Auf dieser Erde gibt es das, wofür es sich zu leben lohnt:  Das Zögerlichkeit des Aprils, der Duft des Brotes, ... der Beginn der Liebe, das Gras auf einem Stein, ... und die Angst der Eroberer vor den Erinnerungen. - Mahmoud Darwish

Auch 75 Jahre nach der Zerstörung der palästinensischen Heimat und der ethnischen Säuberung des größten Teils der einheimischen Bevölkerung Palästinas durch zionistische Milizen und später durch das israelische Militär und trotz der andauernden Nakba, insbesondere der andauernden Massaker in Gaza, gibt es auf dieser Erde vieles, "wofür sich zu leben lohnt". Das Versprechen auf Freiheit, auf Gerechtigkeit, auf die Rückkehr der Flüchtlinge in ihr Land, auf Selbstbestimmung, auf die Wiedervereinigung unseres Volkes und auf den Geruch von frischem Fladenbrot am schönen palästinensischen Morgen, der nicht durch das Elend der unablässigen Trauer um unsere Märtyrer und das geraubte Land getrübt wird - all das ist es wert, dafür zu leben. 

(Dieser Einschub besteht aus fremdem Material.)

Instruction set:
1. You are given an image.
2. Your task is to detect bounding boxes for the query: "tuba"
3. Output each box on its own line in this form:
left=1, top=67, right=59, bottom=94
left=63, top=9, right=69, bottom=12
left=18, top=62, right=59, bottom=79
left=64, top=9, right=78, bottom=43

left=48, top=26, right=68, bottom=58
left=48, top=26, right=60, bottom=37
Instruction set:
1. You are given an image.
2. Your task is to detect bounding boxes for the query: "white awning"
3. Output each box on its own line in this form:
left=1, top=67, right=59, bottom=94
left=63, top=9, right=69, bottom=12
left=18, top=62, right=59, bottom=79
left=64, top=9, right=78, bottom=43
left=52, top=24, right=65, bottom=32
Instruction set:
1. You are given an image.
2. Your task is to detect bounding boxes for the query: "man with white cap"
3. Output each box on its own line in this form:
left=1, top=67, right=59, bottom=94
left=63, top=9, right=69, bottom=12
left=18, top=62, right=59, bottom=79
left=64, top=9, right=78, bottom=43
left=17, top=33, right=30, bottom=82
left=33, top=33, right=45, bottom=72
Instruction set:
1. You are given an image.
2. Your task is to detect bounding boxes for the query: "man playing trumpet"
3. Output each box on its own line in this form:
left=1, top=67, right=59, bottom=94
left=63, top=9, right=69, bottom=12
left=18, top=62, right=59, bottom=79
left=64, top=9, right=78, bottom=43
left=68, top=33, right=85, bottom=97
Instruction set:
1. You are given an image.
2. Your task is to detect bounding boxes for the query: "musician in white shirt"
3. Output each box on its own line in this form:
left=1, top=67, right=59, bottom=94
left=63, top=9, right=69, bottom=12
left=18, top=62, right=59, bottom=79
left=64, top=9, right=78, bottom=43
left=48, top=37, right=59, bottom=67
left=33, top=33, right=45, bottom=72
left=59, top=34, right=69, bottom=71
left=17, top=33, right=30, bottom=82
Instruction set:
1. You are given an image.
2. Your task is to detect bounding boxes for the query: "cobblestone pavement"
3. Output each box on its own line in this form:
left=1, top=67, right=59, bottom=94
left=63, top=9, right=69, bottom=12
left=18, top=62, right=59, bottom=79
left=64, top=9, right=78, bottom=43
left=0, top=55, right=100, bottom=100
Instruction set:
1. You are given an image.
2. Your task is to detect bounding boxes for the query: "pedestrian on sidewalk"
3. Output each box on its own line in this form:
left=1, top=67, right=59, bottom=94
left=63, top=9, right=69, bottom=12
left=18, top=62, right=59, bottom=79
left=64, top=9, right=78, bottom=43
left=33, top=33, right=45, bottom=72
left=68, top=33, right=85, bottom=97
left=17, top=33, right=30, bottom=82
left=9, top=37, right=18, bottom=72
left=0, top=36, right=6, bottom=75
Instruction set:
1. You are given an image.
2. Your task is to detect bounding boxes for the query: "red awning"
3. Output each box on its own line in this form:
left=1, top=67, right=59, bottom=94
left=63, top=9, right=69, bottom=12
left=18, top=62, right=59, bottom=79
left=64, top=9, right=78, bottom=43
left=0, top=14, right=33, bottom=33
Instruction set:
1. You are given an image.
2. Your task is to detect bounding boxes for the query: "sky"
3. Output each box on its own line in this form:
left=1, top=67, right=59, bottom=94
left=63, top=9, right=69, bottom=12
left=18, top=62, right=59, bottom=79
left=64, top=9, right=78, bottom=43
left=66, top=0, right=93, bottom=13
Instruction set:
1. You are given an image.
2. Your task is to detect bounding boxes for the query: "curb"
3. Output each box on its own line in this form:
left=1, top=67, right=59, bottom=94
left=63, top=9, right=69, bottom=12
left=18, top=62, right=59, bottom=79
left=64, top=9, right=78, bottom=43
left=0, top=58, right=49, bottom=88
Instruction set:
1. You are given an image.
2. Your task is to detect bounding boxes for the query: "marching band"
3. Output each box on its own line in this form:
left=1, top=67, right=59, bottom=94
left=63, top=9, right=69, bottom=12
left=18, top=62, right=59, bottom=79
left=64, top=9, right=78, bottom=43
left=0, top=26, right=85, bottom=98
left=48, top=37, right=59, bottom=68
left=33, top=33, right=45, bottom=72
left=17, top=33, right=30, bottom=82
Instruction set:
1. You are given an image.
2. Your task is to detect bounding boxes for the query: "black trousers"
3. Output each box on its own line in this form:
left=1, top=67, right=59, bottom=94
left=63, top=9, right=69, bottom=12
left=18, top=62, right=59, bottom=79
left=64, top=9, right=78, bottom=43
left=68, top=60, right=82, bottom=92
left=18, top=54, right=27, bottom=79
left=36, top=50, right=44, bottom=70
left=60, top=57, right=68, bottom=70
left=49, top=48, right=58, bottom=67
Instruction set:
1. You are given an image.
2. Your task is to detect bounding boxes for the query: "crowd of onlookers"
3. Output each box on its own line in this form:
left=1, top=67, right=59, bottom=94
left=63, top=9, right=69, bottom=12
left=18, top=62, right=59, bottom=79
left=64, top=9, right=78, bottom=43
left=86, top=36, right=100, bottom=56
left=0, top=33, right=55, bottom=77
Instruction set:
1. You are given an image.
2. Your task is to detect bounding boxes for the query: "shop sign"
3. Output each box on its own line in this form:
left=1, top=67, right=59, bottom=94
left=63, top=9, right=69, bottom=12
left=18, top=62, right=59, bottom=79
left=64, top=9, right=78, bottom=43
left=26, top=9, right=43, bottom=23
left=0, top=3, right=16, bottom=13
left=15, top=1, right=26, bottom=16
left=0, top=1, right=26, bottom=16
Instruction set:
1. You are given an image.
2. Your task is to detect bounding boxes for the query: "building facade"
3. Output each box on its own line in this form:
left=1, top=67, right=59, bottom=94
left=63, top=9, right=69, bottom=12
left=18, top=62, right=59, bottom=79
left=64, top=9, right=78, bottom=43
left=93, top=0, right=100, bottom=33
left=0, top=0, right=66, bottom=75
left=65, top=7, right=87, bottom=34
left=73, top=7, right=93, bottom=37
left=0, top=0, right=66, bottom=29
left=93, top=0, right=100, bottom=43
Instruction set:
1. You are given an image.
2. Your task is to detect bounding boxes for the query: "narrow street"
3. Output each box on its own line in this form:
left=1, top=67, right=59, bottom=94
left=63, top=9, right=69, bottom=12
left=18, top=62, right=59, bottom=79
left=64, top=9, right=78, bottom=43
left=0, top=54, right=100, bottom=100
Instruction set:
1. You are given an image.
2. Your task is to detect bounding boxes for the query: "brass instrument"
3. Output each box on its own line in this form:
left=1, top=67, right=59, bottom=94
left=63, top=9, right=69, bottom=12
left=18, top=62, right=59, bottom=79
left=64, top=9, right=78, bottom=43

Viele Menschen auf der ganzen Welt sind Zeugen des Abschlachtens ganzer Familien im besetzten und belagerten Gazastreifen, einschließlich der vorsätzlichen Ermordung unserer Kinder im Schlaf, wieder einmal. Vor Wochen wurden sie Zeug*innen des jüngsten israelischen Pogroms durch faschistische jüdisch-israelische Milizen gegen Palästinenser *innen in Huwara bei Nablus in den besetzten palästinensischen Gebieten. Viele haben miterlebt, wie der ranghohe israelische Regierungsminister Bezalel Smotrich, ein selbst erklärter "Faschist", zum Staatsterrorismus aufrief, indem er sagte: "Ich denke, Huwara muss ausgelöscht werden. Der Staat sollte das tun". Viele haben vielleicht die grausame Gewalt gesehen, die wiederholt von israelischen Streitkräften und faschistischen, fundamentalistischen Siedlern gegen muslimische und christliche palästinensische Gläubige und heilige Stätten ausgeübt wurde. Aber viele mögen vergessen, dass Akte des "schrittweisen Völkermords" an Palästinenser*innen, einschließlich Pogromen, Massakern, Belagerungen und anderen Formen extremer kolonialer Gewalt, so israelisch sind wie die Flagge.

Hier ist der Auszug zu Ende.